Key Takeaways
- Democracies are now dismantled internally by elected leaders using legal and constitutional manipulations.
- U.S. checks and balances weaken as loyalty shifts from institutions to political parties, mirroring historical declines.
- Autocratic legal tactics, like judiciary manipulation, are being borrowed and adapted globally, including in the U.S.
- Litigation is increasingly weaponized to financially pressure and silence political opponents and legal challenges.
Deep Dive
- Professor Kim Scheppele's research, focused on Hungary and Russia, reveals a new method of democratic collapse.
- She initially studied democratic optimism in Hungary in the early 1990s but documented decline instead.
- Elected leaders now use legal and constitutional maneuvers to dismantle democratic structures from within.

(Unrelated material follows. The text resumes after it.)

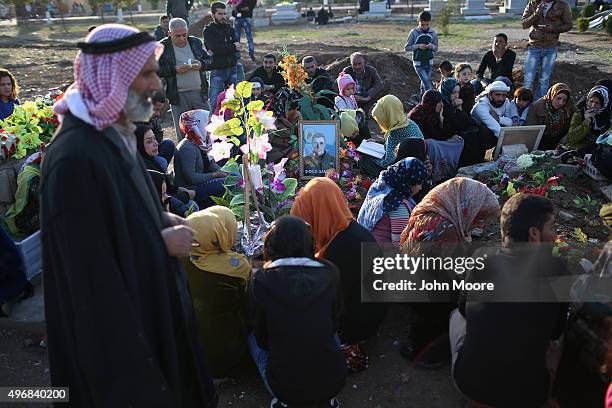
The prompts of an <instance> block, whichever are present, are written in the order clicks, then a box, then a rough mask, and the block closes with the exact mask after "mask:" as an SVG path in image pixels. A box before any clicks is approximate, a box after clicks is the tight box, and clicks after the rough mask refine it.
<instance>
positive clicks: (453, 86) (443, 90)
mask: <svg viewBox="0 0 612 408" xmlns="http://www.w3.org/2000/svg"><path fill="white" fill-rule="evenodd" d="M457 85H459V82H458V81H457V80H456V79H455V78H446V79H444V80H443V81H442V83H441V84H440V93H441V94H442V100H443V101H444V102H446V103H448V104H450V103H451V100H450V97H451V94H452V93H453V91H454V90H455V87H456V86H457Z"/></svg>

- This pattern, first observed in Hungary, is now evident in other countries, including the United States.
- Concerns arise over eroding American democratic checks and balances, driven by a shift from institutional to party loyalty.
- This mirrors historical patterns abroad and echoes warnings from figures like Justice Robert Jackson.
- Jackson's views evolved from advocating executive power under Roosevelt to cautioning against it in his Youngstown concurrence after prosecuting Nazis.
- The Weimar Constitution's collapse, due to party loyalty overriding checks, serves as a historical parallel.
- Autocrats, after democratic elections, dismantle executive power checks by borrowing tactics from other nations.
- These 'migration of unconstitutional ideas' combine seemingly constitutional elements to undermine democratic principles.
- Hungary's Viktor Orbán lowered the judicial retirement age from 70 to 62, effective immediately, to quickly replace judges.
- This method, implemented in Hungary in 2012, was later adopted by Egypt under Mohamed Morsi and Poland.
- The U.S., historically an exporter of democratic ideas, now imports strategies for dismantling democracy legally.
- Project 2025 is cited as exhibiting similarities to methods used by Viktor Orbán in Hungary.
- Tactics like cutting opposition funding and mass civil servant firings, employed by Orbán, are compared to actions in the U.S.
- Donald Trump's first term leveraged outsourced judicial appointments, with the Supreme Court amenable to expanding executive power.
- This enabled a 'break things first and ask permission later' approach, challenging existing statutes and interpretations.
- Some unitary executive cases are actively being pursued in the Supreme Court.
- Lawsuits against news media and opponents are used as a financial burden to undermine and remove political challenges, as seen in Hungary.
- Donald Trump employed such litigation tactics prior to his presidency.
- In Hungary, opposition-linked companies face disproportionately more tax audits and criminal investigations.
- US executive orders against law firms in politically charged cases may aim to dissuade clients from legal challenges.